Make ‘em Laugh. Don’t you know everyone wants to laugh?

Donald O’Connor sang those words in the classic 1952 movie, Singing in the Rain. The need to laugh is more pressing than ever in a world beset with problems and perhaps is a need even harder to satisfy. But this Sunday National Let’s Laugh Day invites us all to find a reason to smile.

Just think of the weight of millions of smiling faces creating a cosmic force in this weary world. It might be akin to the Butterfly Effect, which argues that the beating of an insect’s wings on one side of the world can ultimately affect the weather on the other side.

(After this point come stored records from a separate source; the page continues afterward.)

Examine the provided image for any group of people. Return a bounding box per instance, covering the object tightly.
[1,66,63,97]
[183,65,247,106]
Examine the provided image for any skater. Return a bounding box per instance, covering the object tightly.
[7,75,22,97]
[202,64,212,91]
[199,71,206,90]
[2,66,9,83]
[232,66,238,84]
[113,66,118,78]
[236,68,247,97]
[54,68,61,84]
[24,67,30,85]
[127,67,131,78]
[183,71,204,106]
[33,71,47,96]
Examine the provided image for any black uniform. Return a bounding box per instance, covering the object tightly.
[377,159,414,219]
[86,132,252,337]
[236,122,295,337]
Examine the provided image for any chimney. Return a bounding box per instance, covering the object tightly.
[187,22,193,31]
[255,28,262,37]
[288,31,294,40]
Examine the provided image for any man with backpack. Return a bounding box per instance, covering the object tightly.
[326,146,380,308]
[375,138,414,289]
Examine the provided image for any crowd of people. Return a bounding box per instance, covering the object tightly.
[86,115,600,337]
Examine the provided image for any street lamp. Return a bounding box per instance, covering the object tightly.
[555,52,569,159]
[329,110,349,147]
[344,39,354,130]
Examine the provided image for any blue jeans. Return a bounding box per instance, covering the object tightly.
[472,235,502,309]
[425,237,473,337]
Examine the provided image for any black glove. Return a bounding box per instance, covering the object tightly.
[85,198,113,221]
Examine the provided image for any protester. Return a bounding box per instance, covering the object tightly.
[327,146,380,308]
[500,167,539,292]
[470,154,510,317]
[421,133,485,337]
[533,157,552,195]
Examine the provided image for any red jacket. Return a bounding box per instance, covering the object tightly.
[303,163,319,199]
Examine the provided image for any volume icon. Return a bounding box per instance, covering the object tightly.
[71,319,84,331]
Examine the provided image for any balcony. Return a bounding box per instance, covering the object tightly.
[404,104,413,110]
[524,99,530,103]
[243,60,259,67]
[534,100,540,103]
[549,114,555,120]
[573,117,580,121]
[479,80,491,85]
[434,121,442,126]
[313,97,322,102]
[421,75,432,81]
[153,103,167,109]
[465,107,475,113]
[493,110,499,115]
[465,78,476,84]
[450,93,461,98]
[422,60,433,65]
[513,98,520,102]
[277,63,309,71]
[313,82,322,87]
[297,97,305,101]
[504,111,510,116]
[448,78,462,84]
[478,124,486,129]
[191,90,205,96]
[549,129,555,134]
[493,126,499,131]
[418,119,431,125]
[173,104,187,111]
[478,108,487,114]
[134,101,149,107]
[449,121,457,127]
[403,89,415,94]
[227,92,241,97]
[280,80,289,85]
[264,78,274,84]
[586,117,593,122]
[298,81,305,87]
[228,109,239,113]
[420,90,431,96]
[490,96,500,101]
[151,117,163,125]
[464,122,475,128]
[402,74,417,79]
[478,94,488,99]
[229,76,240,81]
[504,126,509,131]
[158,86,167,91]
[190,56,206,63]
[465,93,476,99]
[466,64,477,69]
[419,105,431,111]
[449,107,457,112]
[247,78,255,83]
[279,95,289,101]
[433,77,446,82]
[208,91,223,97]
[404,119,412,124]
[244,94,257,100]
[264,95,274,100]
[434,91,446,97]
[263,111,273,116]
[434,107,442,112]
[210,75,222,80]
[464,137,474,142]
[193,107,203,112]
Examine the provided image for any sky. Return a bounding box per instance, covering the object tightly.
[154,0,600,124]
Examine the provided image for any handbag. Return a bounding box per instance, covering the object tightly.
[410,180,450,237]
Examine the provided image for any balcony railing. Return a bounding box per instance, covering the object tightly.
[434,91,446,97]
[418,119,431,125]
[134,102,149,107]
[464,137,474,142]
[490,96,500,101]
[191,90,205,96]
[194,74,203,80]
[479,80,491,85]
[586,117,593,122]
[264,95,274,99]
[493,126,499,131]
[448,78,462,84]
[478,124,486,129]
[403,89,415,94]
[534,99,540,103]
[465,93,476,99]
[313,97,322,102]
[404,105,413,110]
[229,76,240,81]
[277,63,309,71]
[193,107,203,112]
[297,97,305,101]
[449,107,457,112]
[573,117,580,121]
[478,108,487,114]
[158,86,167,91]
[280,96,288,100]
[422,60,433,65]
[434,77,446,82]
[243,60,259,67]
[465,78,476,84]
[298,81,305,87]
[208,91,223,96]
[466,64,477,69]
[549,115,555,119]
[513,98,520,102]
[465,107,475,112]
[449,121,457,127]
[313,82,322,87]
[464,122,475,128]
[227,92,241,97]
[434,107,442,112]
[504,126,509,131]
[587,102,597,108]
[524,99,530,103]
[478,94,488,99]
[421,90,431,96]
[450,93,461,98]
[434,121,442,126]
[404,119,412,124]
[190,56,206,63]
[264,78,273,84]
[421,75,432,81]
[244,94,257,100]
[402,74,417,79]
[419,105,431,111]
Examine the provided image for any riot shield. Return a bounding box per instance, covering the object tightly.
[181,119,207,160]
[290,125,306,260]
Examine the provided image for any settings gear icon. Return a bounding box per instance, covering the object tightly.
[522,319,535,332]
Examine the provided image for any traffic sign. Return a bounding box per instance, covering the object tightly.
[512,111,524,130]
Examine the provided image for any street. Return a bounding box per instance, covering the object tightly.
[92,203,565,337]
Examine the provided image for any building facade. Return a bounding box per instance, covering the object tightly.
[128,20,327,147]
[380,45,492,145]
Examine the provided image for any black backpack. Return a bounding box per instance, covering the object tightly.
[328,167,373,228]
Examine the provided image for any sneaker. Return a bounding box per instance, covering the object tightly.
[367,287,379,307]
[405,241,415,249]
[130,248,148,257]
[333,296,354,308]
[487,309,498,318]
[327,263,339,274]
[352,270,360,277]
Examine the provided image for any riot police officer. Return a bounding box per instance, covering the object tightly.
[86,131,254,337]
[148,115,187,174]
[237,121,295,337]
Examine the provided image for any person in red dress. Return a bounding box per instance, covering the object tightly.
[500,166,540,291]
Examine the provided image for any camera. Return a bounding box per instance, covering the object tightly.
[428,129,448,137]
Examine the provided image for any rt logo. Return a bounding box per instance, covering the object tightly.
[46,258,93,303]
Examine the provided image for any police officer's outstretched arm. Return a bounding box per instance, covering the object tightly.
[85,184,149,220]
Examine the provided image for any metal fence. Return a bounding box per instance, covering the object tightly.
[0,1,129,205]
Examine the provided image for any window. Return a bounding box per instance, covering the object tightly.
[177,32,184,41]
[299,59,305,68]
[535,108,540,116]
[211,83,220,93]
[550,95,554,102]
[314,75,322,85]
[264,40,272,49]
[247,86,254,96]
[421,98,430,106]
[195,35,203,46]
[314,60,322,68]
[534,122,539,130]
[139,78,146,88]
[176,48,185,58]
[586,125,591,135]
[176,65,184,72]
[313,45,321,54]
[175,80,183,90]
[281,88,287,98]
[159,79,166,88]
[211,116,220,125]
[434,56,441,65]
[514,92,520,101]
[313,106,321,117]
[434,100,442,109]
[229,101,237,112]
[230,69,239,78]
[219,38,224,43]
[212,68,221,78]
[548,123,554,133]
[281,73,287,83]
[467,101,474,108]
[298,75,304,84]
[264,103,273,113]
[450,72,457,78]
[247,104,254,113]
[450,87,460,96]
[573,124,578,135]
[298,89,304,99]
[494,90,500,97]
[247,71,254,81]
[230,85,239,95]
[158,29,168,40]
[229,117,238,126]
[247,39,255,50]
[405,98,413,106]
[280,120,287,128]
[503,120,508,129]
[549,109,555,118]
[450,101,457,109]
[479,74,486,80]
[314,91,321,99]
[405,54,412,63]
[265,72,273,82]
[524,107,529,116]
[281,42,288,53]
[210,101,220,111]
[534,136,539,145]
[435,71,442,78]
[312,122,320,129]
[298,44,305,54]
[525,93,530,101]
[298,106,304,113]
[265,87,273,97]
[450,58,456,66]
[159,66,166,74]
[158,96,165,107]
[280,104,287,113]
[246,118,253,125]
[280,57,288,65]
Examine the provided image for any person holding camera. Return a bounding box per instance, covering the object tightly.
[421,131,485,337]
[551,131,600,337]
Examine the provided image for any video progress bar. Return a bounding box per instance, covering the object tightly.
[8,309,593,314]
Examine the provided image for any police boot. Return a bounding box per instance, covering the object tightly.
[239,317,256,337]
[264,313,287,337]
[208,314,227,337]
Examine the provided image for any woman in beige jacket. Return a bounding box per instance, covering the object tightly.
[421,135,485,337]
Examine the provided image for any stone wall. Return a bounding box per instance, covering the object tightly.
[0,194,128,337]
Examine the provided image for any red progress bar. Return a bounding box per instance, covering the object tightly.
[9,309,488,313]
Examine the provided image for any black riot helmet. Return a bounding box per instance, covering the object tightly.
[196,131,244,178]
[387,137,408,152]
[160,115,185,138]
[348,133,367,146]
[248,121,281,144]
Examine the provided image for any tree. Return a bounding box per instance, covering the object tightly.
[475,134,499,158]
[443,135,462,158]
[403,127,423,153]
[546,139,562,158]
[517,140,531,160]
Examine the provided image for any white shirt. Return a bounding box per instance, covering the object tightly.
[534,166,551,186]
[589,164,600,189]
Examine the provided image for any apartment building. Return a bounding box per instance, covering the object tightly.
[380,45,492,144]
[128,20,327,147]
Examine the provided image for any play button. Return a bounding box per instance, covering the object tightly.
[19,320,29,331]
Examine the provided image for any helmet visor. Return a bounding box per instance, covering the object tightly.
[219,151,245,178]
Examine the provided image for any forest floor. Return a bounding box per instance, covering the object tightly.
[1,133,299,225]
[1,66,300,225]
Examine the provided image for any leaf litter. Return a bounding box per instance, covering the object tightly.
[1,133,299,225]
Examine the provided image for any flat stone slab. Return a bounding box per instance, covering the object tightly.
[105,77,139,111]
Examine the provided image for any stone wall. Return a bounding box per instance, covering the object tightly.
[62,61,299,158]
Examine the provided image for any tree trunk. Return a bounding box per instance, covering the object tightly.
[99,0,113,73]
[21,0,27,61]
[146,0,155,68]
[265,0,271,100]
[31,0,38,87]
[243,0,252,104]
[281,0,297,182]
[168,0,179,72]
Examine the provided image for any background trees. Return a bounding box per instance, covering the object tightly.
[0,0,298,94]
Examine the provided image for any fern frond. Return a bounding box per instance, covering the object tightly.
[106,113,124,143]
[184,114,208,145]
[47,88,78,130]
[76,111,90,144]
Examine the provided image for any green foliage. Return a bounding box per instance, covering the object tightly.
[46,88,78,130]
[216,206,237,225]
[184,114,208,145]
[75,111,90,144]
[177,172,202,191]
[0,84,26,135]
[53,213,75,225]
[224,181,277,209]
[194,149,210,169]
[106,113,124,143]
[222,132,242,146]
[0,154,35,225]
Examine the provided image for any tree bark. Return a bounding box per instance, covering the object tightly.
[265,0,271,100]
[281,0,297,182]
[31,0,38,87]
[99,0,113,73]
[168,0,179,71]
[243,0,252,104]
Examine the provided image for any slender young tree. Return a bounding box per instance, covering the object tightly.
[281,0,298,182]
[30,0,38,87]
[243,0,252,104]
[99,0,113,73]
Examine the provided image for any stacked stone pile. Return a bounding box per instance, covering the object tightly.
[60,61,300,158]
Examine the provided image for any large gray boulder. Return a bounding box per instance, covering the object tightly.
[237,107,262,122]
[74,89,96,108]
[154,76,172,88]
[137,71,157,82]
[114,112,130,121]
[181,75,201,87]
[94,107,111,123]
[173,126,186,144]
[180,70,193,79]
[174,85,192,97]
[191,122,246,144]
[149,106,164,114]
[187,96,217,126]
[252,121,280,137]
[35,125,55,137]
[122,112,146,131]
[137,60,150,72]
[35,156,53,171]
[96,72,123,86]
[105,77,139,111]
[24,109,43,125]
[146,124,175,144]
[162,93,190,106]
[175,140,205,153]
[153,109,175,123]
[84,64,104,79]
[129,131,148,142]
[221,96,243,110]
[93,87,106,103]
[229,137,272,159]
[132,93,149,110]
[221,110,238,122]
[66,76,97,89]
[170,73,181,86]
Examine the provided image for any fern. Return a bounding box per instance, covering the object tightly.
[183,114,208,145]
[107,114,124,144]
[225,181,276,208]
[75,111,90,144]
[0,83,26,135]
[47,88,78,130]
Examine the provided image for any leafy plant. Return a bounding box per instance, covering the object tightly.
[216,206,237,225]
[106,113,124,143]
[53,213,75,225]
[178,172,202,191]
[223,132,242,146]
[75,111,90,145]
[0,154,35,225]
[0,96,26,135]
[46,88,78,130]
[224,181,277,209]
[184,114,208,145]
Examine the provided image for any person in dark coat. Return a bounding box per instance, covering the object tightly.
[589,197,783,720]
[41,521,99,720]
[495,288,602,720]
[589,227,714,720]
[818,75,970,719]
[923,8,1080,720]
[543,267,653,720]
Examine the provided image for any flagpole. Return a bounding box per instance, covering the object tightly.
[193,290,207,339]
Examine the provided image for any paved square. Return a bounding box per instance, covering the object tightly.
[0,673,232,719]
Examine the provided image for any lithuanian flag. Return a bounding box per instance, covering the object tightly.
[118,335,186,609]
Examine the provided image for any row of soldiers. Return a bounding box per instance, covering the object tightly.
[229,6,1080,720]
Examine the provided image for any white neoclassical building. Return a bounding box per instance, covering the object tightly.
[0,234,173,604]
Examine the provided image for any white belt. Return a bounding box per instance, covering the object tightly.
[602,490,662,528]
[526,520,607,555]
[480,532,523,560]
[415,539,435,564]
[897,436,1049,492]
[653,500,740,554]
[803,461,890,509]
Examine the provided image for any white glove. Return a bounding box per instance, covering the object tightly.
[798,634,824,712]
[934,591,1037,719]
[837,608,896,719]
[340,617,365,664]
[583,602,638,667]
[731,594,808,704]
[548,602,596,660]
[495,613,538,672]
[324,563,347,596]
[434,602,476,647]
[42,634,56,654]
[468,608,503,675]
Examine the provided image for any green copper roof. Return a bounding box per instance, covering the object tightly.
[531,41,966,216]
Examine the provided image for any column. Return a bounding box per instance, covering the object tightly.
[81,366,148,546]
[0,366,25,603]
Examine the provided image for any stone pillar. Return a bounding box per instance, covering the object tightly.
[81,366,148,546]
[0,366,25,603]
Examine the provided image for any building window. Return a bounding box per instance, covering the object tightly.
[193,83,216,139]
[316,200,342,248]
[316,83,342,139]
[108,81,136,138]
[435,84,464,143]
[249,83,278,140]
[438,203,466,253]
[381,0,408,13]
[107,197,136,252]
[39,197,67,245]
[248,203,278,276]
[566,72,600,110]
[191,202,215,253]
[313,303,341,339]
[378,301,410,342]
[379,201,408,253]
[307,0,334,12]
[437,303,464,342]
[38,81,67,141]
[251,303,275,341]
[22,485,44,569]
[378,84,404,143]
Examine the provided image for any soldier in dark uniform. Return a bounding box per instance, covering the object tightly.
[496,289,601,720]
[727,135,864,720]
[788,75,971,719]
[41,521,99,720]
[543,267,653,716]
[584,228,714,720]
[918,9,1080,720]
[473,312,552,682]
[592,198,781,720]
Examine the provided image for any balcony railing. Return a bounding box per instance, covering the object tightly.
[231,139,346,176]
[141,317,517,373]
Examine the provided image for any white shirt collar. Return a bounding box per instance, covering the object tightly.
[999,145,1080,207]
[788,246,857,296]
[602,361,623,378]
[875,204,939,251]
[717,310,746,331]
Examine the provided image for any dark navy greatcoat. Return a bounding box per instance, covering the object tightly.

I actually looked up the Butterfly Effect before writing that last sentence and learned that “in chaos theory, the butterfly effect is the sensitive dependence on initial conditions in which a small change in one state of a deterministic nonlinear system can result in large differences in a later state.” Just reading that overly complex gobbledygook made me smile.

There is scientific evidence, however, that a smile can change the world. The old adage, “Laughter is the best medicine,” as it turns out, is true. Some studies have shown that laughter may boost the immune system, relieve tension and help you relax. It may even burn a few calories. A good belly laugh, the kind that leaves you breathless and your stomach aching, will burn 30 to 40 calories. Maybe that is why the blithest spirit I know, a woman who relishes the absurd moments of life, is also one of the slimmest. Perhaps we should all lighten up—in more ways than one.

Don’t feel like smiling? Try faking it until you make it. Evidence suggests that forcing a smile helps one to recover faster from stress, reduces your heart rate and boosts your mood and happiness level. Dr. Isha Gupta, a neurologist from IGEA Brain and Spine explains, a smile spurs a chemical reaction in the brain, releasing certain hormones including dopamine and serotonin. Dopamine increases our feelings of happiness. Serotonin release is associated with reduced stress.

And guess what? A smile is contagious. One Swedish study found we can’t help but react with a smile when we see someone smiling, creating an infectious loop of happiness. Perhaps that is why our long need to hide our smiles behind masks has created so much anger and pain. People can even “hear” a smile. Try smiling when you are talking on the phone and listen to what it does to the quality of your voice.

So, let’s do it, folks. Sunday, let’s all smile so hard we look like the Cheshire Cat. Maybe the effect will spread around the world.